3.6 All amounts payable by you are exclusive of all sales taxes, use, excise, import or export, value added, governmental permit fees, license fees, and customs. If you are legally obliged under applicable tax law to withhold any amount of any payment to OnApp, then the amount of the payment to OnApp shall be automatically increased to totally offset such tax, so that the amount actually remitted to OnApp, net of all taxes, equals the amount invoiced or otherwise due. You will promptly furnish OnApp with the official receipt of payment of these taxes to the appropriate taxing authority. You shall provide OnApp with a certificate of exemption acceptable to an applicable taxing authority, where required.
3.7 All payments made by you must be received by OnApp in cleared funds by the due date set out in the relevant Order for which purpose time shall be of the essence. No payments due to OnApp shall be subject to any setoff, counterclaim, withholding or deduction except as is mandatory under applicable law and subject to the other provisions of the applicable Agreement. OnApp shall be entitled to set off and cross-collateralise between each of your balances if more than one. If you do not pay the invoices when due, OnApp may charge interest at one percent (1%) per month on the unpaid balance between the date due and the date paid.
4.1 Your OnDemand Service will be identified in the relevant Order. You may, at any time, add the units of OnDemand Service set out in the Order by agreeing the relevant change with your OnApp account manager. Any resulting change to your fees will be pro-rated for the remainder of the relevant billing month and will then take effect in full from the start of your next billing month.
4.2 Subject to the terms of this Agreement, we shall:
4.2.1 provide the OnDemand Service to you (and your authorised users set out in the Order) on the terms of this Agreement;
4.2.2 materially comply with the Documentation in performing our obligations under this Agreement; and
4.2.3 if set out in the Order, provide the support services described in the relevant Order.
4.3 You may, at any time, request different OnApp services, including Professional Services, which will be subject to different terms and additional charges.
4.4 Without requiring your written consent, OnApp may change, discontinue, or remove the Documentation and/or OnDemand Services (or any part thereof) or change or remove features or functionality from time to time provided that such alterations do not materially diminish the functionality of your ordered OnDemand Services. OnApp will notify you of any material change to, or discontinuation of, the OnDemand Services.
5. LICENCE AND RESTRICTIONS
5.1 OnApp hereby grants you a limited, non-transferable, non-exclusive, non-sublicensable licence for the Term to use the OnDemand Services and the Documentation for (i) your internal business purposes; (ii) for providing services to your End Users; and (iii) (where applicable) for such other purposes described in the Order, subject in each case to the terms of this Agreement.

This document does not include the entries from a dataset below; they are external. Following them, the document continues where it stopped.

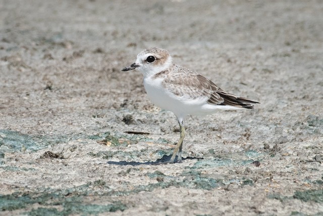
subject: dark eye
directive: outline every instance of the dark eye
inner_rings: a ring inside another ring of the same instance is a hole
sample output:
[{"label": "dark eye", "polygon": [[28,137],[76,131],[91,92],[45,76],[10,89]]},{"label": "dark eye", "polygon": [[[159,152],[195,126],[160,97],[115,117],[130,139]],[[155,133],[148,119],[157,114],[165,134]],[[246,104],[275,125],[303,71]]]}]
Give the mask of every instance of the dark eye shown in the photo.
[{"label": "dark eye", "polygon": [[147,59],[146,59],[146,61],[148,63],[152,63],[155,61],[155,60],[156,60],[156,59],[155,59],[155,57],[153,57],[152,56],[148,56],[148,57],[147,57]]}]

5.2 You shall ensure that all you:
5.2.1 use the OnDemand Services in accordance with the Documentation and the terms of this Agreement;
5.2.2 keep confidential and not share with any party (other than your employees and agents) any login details, password or other form of access credentials (“Access Credentials”) that it is provided to facilitate your direct access to the OnDemand Services;
5.2.3 maintain reasonable security measures to prevent unauthorised access to the OnDemand Services via your Access Credentials; and
5.2.4 notify OnApp immediately in the event you are aware of or suspect any unauthorised access to the OnDemand Services.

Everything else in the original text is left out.